Altro che Italian Sounding. Per la liquoristica italiana – un patrimonio storico-culturale integrato al territorio, che esprime autenticità e tradizione – il rischio legato agli effetti dell’imposizione dei nuovi dazi voluti dal presidente Trump è molto più dirompente. Perché se compri Parmesan puoi intuire che stai acquistando un fake, mentre in futuro i consumatori americani troveranno sugli scaffali amari e limoncelli prodotti in loco e più convenienti e li metteranno nel carrello convinti di portare a casa made in Italy. Una concorrenza sleale anche se formalmente ineccepibile.
“Le nostre denominazioni – spiega Micaela Pallini, presidente Gruppo Spiriti di Federvini – non sono protette (a differenza del cognac, ndr) e ci troveremo nella situazione assurda di dover affrontare in America non solo la concorrenza di liquori prodotti in loco ma anche quella di amari, sambuche e limoncelli prodotti in Francia o Olanda e non soggetti ai nuovi dazi del 25%”.
Per il settore, che rappresenta un centinaio di aziende in larga parte medio-piccole e tra i massimi contribuenti alla fiscalità del nostro Paese con oltre 630 milioni di euro versati all’erario solo nel 2018, il caro dazi è un danno enorme.
“Soprattutto in un momento che sanciva la rinascita dei nostri prodotti su quel mercato” commenta Pallini. Gli Stati Uniti rappresentano il secondo mercato di destinazione dopo la Germania con una crescita negli ultimi 5 anni di quasi il 40% a valore. Solo dal 2017 al 2018 abbiamo assistito a un incremento del 13%, con una quota di mercato di oltre il 16% dietro a Irlanda e Francia.
Il dazio del 25% andrà ad interessare un valore di quasi 163 milioni di dollari, con una incidenza per singola bottiglia, secondo le prime stime, pari a circa 2-2,5 dollari che potrebbero tranquillamente raddoppiare considerando i vari passaggi da importatore a distributore e venditore.
“Grazie alla rinascita della mixology partita dalla costa Ovest, tante piccole e storiche aziende italiane si stavano consolidando sul mercato americano – continua Pallini – oggi rischiano di essere messe in ginocchio, sia che decidano di ‘assorbire’ l’incremento del dazio o che subiscano l’incremento di prezzo allo scaffale e dunque la concorrenza dei prodotti americani”.

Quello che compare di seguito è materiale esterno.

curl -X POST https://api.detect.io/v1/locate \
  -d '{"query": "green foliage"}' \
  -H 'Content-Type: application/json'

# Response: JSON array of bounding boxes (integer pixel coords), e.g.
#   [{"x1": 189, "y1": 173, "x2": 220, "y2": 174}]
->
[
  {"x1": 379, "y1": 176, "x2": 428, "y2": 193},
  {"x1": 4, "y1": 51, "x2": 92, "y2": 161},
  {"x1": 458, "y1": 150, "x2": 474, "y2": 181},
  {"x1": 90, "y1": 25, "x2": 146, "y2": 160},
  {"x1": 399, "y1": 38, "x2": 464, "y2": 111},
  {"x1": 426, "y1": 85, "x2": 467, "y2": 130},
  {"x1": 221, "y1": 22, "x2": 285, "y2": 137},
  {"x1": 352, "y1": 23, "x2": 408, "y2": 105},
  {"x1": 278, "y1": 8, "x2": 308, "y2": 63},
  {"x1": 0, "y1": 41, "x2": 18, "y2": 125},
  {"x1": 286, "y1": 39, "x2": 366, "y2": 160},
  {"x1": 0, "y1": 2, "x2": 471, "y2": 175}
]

Negli ultimi anni le nuove tendenze della mixology, con l’attenzione sempre più spinta dei consumatori ai valori della naturalità degli ingredienti, aveva dato vigore alle nostre esportazioni (“nel centenario del Negroni come si può pensare a un cocktail senza prodotti italiani?”). Decisivo anche il ruolo delle iniziative realizzate dalle aziende riunite in The Spirit of Italy in collaborazione con Ice: “uno strumento importante – dice Pallini – per comunicare l’autenticità del prodotto italiano, la cura nella ricerca degli ingredienti, la ricchezza della nostra tradizione liquoristica”.
Il mercato americano è quello di riferimento soprattutto in un momento di grande incertezza del Regno Unito per l’incognita Brexit e di rallentamento della Germania. La Cina, d’altro canto, è ancora un mercato ben lontano dall’essere maturo.
“C’è da sperare – conclude Pallini – in un sostegno da parte delle istituzioni italiane per un settore importante che finora non ha goduto di alcuna protezione”.